Vom Standesamt in Einzelhaft

Im norddeutschen Fürstenau geht es zur Übernachtung in den Knast

Von Nicole Klostermann

Man muss bekanntlich nicht erst heiraten, um im Knast zu landen. Im kleinen, norddeutschen Städtchen Fürstenau allerdings, liegen das hübsche Standesamt und das örtliche Amtsgefängnis so nah beieinander, dass mancher sich nach einigen Ehejahren vielleicht schon gefragt haben mag, ob er sich damals nicht versehentlich in der Tür vertan hat.

Draisine
Auf einer Draisine wird die Anreise zum Erlebnis. (Foto: Wübbel)

Buenos Aires/ Fürstenau - Seit dem 14. Jahrhundert thront das imposante Fürstenauer Schloss, die einstige Residenz des Fürstbischofs von Osnabrück auf der schönen Schlossinsel und blickt auf eine turbulente Geschichte zurück. Über die Jahrhunderte war die mächtige Festungsanlage immer wieder stark umkämpft, und fiel im dreißigjährigen Krieg sogar zeitweise an die Schweden.

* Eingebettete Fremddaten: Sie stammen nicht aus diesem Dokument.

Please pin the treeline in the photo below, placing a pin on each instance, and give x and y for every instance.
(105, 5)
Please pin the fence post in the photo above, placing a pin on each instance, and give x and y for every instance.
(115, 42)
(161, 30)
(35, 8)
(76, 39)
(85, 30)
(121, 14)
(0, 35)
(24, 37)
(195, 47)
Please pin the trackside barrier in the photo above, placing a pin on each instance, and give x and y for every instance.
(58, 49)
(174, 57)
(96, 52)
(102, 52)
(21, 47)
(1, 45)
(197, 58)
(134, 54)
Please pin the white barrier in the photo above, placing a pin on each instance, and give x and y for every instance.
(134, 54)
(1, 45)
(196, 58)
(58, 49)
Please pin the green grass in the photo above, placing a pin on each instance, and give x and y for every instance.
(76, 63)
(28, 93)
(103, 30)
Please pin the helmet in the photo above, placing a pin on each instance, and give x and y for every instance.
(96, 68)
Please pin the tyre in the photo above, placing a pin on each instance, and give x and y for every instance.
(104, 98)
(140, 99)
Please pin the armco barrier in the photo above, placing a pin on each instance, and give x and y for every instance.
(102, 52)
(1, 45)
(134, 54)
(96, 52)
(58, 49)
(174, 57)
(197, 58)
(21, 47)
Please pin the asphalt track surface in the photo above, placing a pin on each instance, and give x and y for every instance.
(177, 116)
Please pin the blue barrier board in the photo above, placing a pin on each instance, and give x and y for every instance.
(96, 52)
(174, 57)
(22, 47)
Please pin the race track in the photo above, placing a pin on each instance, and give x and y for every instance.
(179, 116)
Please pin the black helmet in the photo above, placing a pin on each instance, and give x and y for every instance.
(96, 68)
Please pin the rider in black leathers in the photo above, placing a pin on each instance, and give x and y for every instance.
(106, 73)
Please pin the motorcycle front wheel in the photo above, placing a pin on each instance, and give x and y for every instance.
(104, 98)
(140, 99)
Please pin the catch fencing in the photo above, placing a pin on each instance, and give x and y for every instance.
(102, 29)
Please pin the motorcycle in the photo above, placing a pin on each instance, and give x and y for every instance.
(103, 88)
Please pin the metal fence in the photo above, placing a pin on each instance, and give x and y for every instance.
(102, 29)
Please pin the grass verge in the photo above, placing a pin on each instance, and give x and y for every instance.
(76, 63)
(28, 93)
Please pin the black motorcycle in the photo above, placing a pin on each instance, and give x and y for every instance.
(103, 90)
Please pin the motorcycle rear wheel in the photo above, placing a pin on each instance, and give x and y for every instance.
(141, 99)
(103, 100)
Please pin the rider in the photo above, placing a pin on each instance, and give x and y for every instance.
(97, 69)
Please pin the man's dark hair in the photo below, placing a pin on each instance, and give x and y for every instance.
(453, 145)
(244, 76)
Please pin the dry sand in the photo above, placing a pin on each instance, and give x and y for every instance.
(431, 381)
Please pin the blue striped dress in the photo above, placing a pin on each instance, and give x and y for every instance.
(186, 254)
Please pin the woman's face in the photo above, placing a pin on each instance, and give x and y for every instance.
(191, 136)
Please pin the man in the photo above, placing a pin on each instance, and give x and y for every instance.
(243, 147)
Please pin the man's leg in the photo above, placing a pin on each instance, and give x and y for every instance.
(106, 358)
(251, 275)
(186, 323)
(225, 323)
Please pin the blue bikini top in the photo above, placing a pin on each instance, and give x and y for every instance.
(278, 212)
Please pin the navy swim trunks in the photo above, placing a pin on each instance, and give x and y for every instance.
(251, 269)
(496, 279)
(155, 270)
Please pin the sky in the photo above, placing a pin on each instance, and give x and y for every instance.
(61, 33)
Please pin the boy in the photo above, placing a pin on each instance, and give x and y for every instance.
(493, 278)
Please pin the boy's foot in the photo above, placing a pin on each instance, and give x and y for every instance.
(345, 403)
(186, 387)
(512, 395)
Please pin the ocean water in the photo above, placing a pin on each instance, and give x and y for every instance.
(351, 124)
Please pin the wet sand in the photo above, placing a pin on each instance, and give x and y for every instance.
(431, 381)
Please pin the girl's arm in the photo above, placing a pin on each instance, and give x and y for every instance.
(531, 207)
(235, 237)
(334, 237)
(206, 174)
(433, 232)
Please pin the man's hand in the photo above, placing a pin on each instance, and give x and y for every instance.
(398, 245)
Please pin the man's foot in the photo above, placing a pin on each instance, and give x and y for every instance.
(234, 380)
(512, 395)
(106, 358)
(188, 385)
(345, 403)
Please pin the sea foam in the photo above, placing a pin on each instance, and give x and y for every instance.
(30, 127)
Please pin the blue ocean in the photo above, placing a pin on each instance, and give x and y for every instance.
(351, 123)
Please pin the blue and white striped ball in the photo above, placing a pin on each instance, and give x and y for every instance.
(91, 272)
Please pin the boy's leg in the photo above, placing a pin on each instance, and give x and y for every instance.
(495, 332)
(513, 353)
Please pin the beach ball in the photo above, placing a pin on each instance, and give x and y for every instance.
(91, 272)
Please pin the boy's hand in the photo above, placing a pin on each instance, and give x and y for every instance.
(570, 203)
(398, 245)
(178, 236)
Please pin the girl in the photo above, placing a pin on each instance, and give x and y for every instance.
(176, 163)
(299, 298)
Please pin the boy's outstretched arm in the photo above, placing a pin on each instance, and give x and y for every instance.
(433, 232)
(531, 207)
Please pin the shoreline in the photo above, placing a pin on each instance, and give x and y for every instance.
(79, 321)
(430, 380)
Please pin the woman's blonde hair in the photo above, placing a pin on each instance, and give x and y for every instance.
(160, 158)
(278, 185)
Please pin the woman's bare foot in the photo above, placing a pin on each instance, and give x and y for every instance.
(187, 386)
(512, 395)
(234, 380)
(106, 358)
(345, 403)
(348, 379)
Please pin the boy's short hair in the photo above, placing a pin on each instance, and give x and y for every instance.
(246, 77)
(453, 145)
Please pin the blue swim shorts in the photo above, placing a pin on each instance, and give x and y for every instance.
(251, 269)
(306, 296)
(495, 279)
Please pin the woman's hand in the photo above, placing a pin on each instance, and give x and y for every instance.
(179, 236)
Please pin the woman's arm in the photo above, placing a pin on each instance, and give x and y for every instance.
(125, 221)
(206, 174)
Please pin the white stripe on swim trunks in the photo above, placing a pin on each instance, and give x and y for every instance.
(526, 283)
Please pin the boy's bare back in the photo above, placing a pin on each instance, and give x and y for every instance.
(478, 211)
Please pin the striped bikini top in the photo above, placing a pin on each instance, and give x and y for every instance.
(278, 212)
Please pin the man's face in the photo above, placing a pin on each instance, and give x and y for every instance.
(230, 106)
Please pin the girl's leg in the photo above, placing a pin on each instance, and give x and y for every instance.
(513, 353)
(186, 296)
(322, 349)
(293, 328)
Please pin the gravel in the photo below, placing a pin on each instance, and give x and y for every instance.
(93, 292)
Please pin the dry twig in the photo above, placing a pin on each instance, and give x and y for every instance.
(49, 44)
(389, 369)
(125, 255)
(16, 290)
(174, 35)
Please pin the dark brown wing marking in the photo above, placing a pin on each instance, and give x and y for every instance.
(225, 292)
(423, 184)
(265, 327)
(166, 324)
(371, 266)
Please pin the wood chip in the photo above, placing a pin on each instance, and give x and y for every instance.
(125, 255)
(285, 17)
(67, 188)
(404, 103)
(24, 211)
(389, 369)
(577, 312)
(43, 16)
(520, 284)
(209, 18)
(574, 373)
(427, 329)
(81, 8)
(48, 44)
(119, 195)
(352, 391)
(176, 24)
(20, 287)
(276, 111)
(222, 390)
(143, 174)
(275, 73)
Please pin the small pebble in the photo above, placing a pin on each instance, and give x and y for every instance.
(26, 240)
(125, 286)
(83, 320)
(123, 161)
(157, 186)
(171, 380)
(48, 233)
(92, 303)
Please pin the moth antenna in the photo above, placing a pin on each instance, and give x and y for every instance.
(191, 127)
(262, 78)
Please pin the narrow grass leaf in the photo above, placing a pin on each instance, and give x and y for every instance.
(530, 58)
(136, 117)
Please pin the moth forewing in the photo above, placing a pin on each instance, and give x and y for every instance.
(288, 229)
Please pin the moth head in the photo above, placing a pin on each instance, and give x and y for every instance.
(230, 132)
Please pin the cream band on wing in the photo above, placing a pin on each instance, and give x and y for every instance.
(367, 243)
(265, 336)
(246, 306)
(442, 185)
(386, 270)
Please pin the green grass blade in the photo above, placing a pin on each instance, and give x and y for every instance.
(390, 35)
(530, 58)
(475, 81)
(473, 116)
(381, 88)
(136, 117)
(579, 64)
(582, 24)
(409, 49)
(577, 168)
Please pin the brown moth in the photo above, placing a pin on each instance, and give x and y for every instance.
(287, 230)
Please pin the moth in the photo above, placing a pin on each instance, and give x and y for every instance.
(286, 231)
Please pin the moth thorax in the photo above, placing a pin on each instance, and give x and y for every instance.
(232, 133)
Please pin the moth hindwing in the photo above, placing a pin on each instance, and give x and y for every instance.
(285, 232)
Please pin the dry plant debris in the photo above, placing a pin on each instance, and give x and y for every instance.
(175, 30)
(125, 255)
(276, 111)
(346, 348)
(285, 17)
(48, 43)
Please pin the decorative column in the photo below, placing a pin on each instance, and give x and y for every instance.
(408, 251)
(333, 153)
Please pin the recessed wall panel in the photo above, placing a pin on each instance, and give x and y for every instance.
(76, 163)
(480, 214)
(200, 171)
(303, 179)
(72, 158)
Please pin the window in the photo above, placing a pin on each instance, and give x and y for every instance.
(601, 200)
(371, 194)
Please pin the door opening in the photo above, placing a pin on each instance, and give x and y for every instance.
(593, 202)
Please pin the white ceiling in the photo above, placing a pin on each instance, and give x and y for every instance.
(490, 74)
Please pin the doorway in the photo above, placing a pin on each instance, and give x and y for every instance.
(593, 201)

Einige Zeit später jedoch verlor das Schloss Fürstenau seine Stellung als Regierungssitz und zumindest wurde es dann etwas ruhiger um die dicken Gemäuer. Zwar waren die großen Kämpfe vorbei, jedoch benötigte Fürstenau, das mittlerweile Gerichtsort geworden war, mit dem Justizsitz auch ein Amtsgefängnis. Konnte man für kleine Vergehen noch den Pranger auf dem Marktplatz, oder das kleine Gefängnis in einem der Stadttore nutzen, musste für die schweren Vergehen ein angemessenes Gefangenenhaus her.

1720 wurde somit das Amtsgefängnis, direkt neben dem Schloss auf der Schlossinsel gebaut. Und über die Jahre fand so mancher Gauner, Bankräuber, Dieb aber auch Mörder sich hinter den dicken Gittern im Schatten der Burgmauern wieder. So hatte die Strafanstalt im 18. und 19. Jahrhundert mit viel unehrenhafter Kundschaft gut zu tun und noch 1825 fand ein Pferdedieb am Galgen sein jähes Ende.

Als 1972 das Amtsgericht aus dem Ort abzog, schlossen sich damit jedoch auch endgültig die Zellentüren des kleinen Gebäudes. Hatte in dem zuletzt als Jugendarrestanstalt genutzten Gefängnis noch der ein oder andere örtliche Schlawiner hinter Gittern über seine Dummheiten nachdenken müssen, blieb das Licht in den Zellen nun erstmal aus. Die alten Gemäuer waren von nun an ihrem eigenen Schicksal überlassen, denn niemand war für die Pflege zuständig und so verfiel das historische Gefangenenhaus bei kaltem norddeutschem Wind und Wetter zunehmend.

Die Nacht in der Zelle
Die Nacht in der Zelle wird stilecht in Sträflingskleidung verbracht. (Foto: Privat)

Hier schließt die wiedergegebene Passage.